Pokonując wody Zatoki Biskajskiej obserwatorzy czujnie wypatrywali jakiegokolwiek niebezpieczeństw. Około godziny trzeciej wszystkie załogi zostały postawione w stan gotowości bojowej bowiem do konwoju zbliżał się żaglowiec nie reagujący na kierowane do niego komunikaty z prośbami o identyfikację. Na szczęście okazał się on jedynie jachtem francuskiego posiadacza ziemskiego który postanowił sobie zrobić żarty z marynarzy.

Re: Miasto Gdańsk

PostNapisane: 08 gru 2022, 13:47
przez Maurycy Orański
Kolejny dzień konwój spędził na pokonywaniu północnych wybrzeży Francji wciąż w pełnej gotowości bojowej. Ku rosnącej radości marynarzy już drugi dzień nie doszło do ataku.

Re: Miasto Gdańsk

PostNapisane: 09 gru 2022, 10:31
przez Maurycy Orański
W dzień przedostatni statki znalazły się u wybrzeży Cesarstwa Niemieckiego. Trzymając się dosyć daleko od brzegów załogi jedynie z daleka mogły obserwować ruch na niemieckich wodach terytorialnych dostrzegając między innymi konwoje płynące z i do kolonii.

Re: Miasto Gdańsk

PostNapisane: 10 gru 2022, 14:38
przez Maurycy Orański
Dzień dziesiąty, wyprawa dotarła do celu. Natychmiast po zawinięciu do Gdańskiego poru przystąpiono do rozładunku.. Tuż przed południem zjawili się pierwsi kontrahenci: kupcy i karczmarze z Gdańska i najbliższych. Po nich przyjechali służący oficera który zamówił porcelanowy serwis. Po wydaniu zamówionych partii zostało już niewiele ładunku, ale oczekiwanie na pozostałych odbiorców przeciągnęło się aż do wieczora.
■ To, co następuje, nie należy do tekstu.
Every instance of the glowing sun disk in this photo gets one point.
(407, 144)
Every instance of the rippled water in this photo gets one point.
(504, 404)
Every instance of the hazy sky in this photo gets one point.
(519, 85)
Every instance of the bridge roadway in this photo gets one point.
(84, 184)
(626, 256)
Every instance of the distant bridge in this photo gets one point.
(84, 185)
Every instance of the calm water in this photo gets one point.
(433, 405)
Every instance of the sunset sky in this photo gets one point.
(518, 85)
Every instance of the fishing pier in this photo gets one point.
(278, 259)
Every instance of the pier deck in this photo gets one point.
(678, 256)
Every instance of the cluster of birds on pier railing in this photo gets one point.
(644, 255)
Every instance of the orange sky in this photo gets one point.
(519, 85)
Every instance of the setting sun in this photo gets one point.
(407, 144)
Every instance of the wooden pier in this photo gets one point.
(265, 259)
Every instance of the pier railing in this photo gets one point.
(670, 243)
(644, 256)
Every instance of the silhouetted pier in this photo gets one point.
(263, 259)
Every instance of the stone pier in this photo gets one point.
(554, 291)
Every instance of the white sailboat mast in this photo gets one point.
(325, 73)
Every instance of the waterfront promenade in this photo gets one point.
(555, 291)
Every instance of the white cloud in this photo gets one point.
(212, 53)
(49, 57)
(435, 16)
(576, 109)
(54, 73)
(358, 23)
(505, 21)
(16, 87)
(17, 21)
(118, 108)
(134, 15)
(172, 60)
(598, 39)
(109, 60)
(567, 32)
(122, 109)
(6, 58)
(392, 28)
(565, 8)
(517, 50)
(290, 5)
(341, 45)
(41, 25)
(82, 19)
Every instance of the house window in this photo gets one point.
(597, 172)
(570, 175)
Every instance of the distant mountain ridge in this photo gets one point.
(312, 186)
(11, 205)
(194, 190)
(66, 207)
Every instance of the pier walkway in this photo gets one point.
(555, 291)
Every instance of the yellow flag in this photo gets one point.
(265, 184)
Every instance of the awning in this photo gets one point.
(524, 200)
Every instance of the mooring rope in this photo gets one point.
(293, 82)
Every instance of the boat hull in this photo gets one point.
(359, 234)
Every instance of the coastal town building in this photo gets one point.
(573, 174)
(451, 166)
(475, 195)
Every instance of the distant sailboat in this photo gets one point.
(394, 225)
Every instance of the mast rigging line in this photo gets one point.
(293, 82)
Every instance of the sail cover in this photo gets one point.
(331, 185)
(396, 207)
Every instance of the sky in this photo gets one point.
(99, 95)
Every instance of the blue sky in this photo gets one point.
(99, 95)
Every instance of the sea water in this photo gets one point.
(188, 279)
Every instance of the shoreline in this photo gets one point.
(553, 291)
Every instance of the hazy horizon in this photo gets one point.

Z tego powodu cała wyprawa została w Gdańsku na noc dopiero następnego dnia wyruszyć w rejs do domu.

Re: Miasto Gdańsk

PostNapisane: 11 gru 2022, 10:29
przez Maurycy Orański
Następnego dnia wczesnym rankiem do miasta przypłynęła szkuta z hajdukami na pokładzie przysłana z Tarnowa po pieniądze na które oczekiwano już w Żabnie. Oddawszy należności i pobrawszy żołd załogi statków handlowych popłynęły z powrotem do domu w Nowej Kurlandii wraz z eskortą

Re: Miasto Gdańsk

PostNapisane: 07 sie 2023, 21:44
przez Jakob Iwan Wereszczyński-Bagrat

Dzisiejszego dnia karawana kupiecka dotarła do Gdańskiego portu. Jej droga była długa i męcząca - z Wereszczyna, poprzez Warszawę, dalej przez Wilno, aż do Gdańska. Zdrożeni kupcy po sprzedaniu swoich towarów udali się do karczmy nieopodal żurawia, by tam odpocząć i wzmocnić się nieco przed drogą powrotną.